Abstract
Objective:
To examine the role of grit as a mediator of the relationship between student-veteran status and not seeking mental health help.
Participants:
A diverse and nationally representative sample of students (8,203 women, 4,934 men) from 18 U.S. colleges and universities included in the Understanding Student Distress and Academic Success study was used.
Method:
Data were analyzed using structural equation modeling to assess associations between military service, grit, and help seeking.
Results:
Military service was positively associated with both facets of grit: consistency of interests (CI) and perseverance of effort (PE). CI, but not PE, mediated the relationship between military service and never having sought mental health help.
Conclusions:
These results suggest that grit mediates the relationship between military service and not seeking mental health help. Interventions for student-veterans that emphasize the utility of mental health treatment may be useful to diminish the negative influence of grit on help-seeking.
Keywords: Grit, help-seeking, mental health, veterans
After the establishment of the Post-911 GI Bill in 20081 there has been a substantial increase in the number of veterans seeking higher education.2 In 2017, approximately 600,000 veterans utilized education benefits.3 In the same year, 11% of all U.S. college graduates were student veterans.4 It has been projected that there will be more than 5 million student-veterans enrolled in colleges and universities by the year 2020.5 Access to the Post-911 GI Bill—which covers in-state tuition and provides housing and material stipends—makes going to college an increasingly attractive and viable option for veterans. At the same time, given the growing number of degree-seeking veterans, it is important to understand the challenges they face when transitioning to a college environment.
Student-veterans encounter challenges in returning to higher education. Stresses, such as combat trauma, and injury, such as injury from concealed explosives, have left this population with both visible and hidden wounds.6,7 Further, even among veterans not personally exposed to combat or other life-threatening situations, rates of PTSD are elevated due to other forms of exposure, such as having friends be critically injured or killed.8 Of those servicemembers who have experienced combat, estimates of lifetime prevalence of PTSD ranges between 12% and 30% with a past-year prevalence of 12% to 15%.9 In a comparative study of college students, student-veterans have been found to present with a higher prevalence than their nonveteran peers with depression, PTSD, and suicidal ideation.10 Further, military service members also report high rates of sexual harassment and assault (WILSON). Furthermore, in a survey of 628 student-veterans, 35% reported experiencing anxiety and 46% reported thoughts of suicide—of which 20% reported having a plan for attempting suicide.11 These studies indicate high rates of mental health distress among U.S. student-veterans and demonstrate the need for mental health services among student veterans.

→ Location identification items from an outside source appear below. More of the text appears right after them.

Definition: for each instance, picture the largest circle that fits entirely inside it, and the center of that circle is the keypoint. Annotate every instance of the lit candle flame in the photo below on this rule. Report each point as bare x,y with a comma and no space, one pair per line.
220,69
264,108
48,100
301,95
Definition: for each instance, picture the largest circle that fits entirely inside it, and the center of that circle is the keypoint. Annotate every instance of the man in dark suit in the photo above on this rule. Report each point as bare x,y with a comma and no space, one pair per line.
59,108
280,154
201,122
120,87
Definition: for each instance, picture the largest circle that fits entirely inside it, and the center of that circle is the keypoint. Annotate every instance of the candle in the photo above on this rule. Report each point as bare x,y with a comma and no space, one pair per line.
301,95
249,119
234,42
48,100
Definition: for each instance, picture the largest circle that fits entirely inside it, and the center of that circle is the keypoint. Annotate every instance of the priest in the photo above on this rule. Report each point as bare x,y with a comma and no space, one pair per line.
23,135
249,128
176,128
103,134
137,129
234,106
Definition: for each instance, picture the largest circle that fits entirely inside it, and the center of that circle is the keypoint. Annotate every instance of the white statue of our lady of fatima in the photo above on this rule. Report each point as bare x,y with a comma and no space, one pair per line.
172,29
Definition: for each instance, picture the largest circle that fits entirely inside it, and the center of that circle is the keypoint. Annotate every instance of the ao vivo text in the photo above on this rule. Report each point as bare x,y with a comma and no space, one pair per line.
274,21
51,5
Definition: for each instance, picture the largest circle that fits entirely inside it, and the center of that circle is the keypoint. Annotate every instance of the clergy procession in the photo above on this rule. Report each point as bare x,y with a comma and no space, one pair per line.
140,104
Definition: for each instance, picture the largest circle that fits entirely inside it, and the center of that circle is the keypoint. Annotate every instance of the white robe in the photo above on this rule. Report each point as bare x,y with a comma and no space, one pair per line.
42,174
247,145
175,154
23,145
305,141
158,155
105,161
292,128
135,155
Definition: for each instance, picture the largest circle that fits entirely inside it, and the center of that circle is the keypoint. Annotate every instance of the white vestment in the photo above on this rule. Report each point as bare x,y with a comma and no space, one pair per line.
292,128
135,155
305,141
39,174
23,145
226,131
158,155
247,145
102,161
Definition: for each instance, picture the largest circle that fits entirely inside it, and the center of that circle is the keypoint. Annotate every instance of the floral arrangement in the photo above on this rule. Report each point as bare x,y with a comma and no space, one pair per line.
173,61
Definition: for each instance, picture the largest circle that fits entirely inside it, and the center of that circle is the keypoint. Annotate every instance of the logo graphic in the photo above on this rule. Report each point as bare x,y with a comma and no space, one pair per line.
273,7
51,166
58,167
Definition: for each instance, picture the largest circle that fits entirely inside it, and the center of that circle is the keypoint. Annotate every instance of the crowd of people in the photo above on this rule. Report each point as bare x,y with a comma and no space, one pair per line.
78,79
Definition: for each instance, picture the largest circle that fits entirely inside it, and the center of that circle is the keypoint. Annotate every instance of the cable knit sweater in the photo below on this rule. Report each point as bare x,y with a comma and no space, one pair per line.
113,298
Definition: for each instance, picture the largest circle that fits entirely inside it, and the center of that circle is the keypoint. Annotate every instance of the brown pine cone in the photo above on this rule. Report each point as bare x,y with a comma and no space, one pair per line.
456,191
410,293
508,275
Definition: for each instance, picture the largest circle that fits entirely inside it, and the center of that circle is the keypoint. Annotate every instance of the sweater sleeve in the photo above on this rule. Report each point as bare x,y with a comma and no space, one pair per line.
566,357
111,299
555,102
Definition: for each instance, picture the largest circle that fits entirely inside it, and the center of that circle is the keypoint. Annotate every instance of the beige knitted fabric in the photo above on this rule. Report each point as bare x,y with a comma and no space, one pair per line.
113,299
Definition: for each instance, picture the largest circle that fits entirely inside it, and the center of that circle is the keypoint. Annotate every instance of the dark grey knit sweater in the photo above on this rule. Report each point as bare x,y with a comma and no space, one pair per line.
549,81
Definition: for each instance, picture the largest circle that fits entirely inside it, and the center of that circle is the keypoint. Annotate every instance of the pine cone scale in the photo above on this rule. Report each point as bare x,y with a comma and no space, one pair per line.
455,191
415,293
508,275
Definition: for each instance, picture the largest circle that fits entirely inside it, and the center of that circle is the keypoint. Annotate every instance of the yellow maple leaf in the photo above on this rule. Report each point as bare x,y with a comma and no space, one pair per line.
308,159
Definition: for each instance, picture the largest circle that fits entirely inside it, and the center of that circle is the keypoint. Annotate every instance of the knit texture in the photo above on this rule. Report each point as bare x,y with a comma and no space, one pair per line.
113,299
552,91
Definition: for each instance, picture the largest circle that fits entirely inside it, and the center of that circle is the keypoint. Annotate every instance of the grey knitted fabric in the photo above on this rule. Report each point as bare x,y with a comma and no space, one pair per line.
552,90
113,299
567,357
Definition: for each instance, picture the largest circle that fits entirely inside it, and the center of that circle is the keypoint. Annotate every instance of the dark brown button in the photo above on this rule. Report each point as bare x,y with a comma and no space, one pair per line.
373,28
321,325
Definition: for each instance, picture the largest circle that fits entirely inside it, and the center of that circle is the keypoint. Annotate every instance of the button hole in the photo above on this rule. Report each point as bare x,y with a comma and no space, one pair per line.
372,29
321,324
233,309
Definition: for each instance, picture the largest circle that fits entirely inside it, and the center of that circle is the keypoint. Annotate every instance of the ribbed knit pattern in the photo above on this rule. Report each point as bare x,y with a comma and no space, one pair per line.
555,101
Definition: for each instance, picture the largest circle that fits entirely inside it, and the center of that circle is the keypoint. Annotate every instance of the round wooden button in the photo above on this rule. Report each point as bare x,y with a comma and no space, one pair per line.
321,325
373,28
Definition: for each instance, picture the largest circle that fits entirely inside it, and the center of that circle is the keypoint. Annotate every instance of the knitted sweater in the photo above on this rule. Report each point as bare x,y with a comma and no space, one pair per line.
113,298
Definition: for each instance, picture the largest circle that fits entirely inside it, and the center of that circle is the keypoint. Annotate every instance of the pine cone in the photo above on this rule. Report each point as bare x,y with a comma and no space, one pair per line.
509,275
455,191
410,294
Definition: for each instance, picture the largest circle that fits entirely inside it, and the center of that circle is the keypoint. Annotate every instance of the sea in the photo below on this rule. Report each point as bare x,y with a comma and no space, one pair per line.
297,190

With a proliferation of evidence-based mental health treatment and the increasing availability of care, veterans have access to psychological services. Mental health care services are available via the Veteran’s Administration hospital system (VA), though many veterans prefer to not use the VA for varied reasons.12–14 For student-veterans, college counseling centers also offer a low-cost option for mental health care that is not connected to their VA records.15 However, reluctance to seek mental health services remains a significant barrier to care for student veterans.16,17 This reluctance, characterized as stigma toward help-seeking, is associated with less help-seeking behavior and thus the persistence of untreated mental health concerns.18 Reluctance to seek mental health help may result in persistence of symptoms that arose due to military experience (e.g., combat trauma) and may also produce reluctance to seek help for mental health issues that arose before military service (e.g., childhood abuse). U.S. veterans are more likely to perceive stigma than nonveterans10 and as such are more reluctant to seek mental health services even when they also perceive the need for such services.10 Despite this stigma, some studies have found that student veterans are more likely than non-veteran students to receive therapy,10,19 with rates of help-seeking as high as 98%,20 though other studies have found no difference.21 With higher rates of mental illness and a greater reluctance to seek care, these findings illustrate the importance of addressing barriers to help-seeking behavior within the veteran population.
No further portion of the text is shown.